Summary

On October 10, 2019 at 7:18 PM ET, we experienced an outage impacting all customer sites. Customers experienced intermittent slow and failing requests in a 22-minute window, after which we made a full recovery. In the interest of transparency, this post details the root causes of the outage and what we've learned.

Timeline and Investigation

At 7:18 PM ET on October 10th, we were alerted to intermittent errors loading Squarespace websites.

At 5:38 PM ET, prior to the outage, our database team received alerts from internal monitoring that a portion of our main database cluster was having performance problems. These issues were affecting only secondary database replicas, and were not causing any disruption to service. Our on-call engineers began to triage the failures, and discovered that replicas were failing while attempting to allocate memory. At 7:18 PM ET, a primary replica failed which led the team to take mitigating action. To reduce the memory usage of the primary replicas, and provide more time for debugging, they began a rolling restart of all affected instances. This lasted for 22 minutes and prevented further impact. By 7:39 PM ET, all instances were in a healthy state, and the incident commander declared an all-clear at 7:58 PM ET.

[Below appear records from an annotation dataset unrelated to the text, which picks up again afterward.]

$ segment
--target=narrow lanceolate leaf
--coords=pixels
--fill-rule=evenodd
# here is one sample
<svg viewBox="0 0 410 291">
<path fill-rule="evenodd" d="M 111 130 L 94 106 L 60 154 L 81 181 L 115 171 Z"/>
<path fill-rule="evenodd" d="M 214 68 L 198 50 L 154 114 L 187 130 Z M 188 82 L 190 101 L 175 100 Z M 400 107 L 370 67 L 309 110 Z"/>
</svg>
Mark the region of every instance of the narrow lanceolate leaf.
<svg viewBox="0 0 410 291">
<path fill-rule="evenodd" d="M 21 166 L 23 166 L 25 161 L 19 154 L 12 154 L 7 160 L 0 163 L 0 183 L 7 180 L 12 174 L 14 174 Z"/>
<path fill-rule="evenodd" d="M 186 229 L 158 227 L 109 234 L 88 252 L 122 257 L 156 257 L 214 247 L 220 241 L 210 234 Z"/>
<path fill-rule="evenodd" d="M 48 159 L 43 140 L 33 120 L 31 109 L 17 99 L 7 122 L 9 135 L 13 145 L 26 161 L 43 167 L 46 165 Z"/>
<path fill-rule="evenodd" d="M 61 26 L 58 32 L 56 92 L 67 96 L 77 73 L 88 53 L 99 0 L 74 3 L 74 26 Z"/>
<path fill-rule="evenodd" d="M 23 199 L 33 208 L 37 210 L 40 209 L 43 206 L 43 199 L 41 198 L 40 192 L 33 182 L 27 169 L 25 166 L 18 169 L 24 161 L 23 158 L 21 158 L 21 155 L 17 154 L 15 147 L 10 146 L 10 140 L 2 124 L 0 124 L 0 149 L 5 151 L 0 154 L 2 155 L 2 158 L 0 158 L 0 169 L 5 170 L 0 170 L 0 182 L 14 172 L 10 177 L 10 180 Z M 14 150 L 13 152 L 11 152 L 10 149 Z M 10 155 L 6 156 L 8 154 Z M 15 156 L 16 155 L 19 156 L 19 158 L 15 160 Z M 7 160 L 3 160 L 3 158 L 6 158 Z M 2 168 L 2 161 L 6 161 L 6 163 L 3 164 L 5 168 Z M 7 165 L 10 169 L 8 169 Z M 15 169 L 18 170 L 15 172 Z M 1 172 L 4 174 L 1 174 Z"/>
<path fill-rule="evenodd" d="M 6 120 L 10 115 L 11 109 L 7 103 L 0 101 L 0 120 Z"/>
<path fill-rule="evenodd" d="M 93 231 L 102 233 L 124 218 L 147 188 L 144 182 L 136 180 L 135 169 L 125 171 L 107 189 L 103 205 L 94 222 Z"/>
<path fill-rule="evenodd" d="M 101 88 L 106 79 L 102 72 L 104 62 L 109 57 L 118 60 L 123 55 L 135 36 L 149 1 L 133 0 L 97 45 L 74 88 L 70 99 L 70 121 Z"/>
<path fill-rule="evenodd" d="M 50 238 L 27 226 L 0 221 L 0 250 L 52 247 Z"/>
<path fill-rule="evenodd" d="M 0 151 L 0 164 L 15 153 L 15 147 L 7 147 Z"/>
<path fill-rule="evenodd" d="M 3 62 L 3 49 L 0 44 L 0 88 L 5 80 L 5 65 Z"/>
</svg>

After the systems were healthy again, the database team investigated further and found that the database failures were caused by instances hitting a memlock limit. The database uses memlock to lock pages into memory, preventing information from being written to disk. Memlock limits keep processes from overusing that system and degrading performance. After a recent configuration change to the database, the system had gradually approached the configured memlock limit resulting in the initial incident.

Remediation and Prevention

We took several steps to prevent a recurrence of this issue. First, we adjusted our internal memlock limits to reflect a value more appropriate for our expected usage. Second, we added monitoring to give us insight into when we’re approaching this particular limit. Implementing those mitigation steps prevents future outages, allowing us to provide a reliable platform for our customers.

A Final Word

We sincerely apologize for this outage and any inconvenience it may have caused our customers and their visitors. We have taken this opportunity to learn and to improve our infrastructure so that we can prevent similar incidents from occurring in the future.

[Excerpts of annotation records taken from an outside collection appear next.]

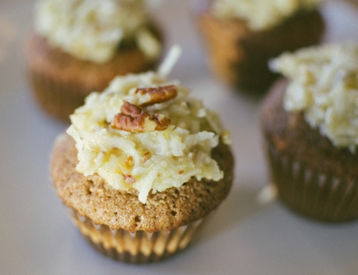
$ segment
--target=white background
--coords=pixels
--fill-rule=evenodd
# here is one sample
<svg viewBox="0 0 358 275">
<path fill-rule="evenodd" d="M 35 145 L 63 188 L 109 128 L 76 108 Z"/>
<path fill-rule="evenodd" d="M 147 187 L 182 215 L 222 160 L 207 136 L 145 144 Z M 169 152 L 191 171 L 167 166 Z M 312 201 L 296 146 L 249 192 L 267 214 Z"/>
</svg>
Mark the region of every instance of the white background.
<svg viewBox="0 0 358 275">
<path fill-rule="evenodd" d="M 180 79 L 217 110 L 231 131 L 236 166 L 226 201 L 185 252 L 131 265 L 90 247 L 67 218 L 52 186 L 54 139 L 68 125 L 33 100 L 22 48 L 34 1 L 0 2 L 1 274 L 357 274 L 358 223 L 321 223 L 257 196 L 267 182 L 258 113 L 262 98 L 242 96 L 207 70 L 191 1 L 168 0 L 154 11 L 166 50 L 183 50 L 170 78 Z M 326 41 L 358 40 L 358 12 L 341 1 L 322 8 Z"/>
</svg>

Posted Oct 30, 2019 - 10:15 EDT

Resolved

This incident has been resolved and we have confirmed that all systems are operational. Thank you for your patience.

Posted Oct 10, 2019 - 19:58 EDT

Monitoring

A resolution has been implemented and we are monitoring closely before resolving the issue.

Posted Oct 10, 2019 - 19:47 EDT

Identified

The issue has been identified and a fix is being implemented.

Posted Oct 10, 2019 - 19:31 EDT

Investigating

We are investigating connectivity issues related to most Squarespace sites. We will provide more information as soon as possible.

Posted Oct 10, 2019 - 19:23 EDT

This incident affected: Site Loading.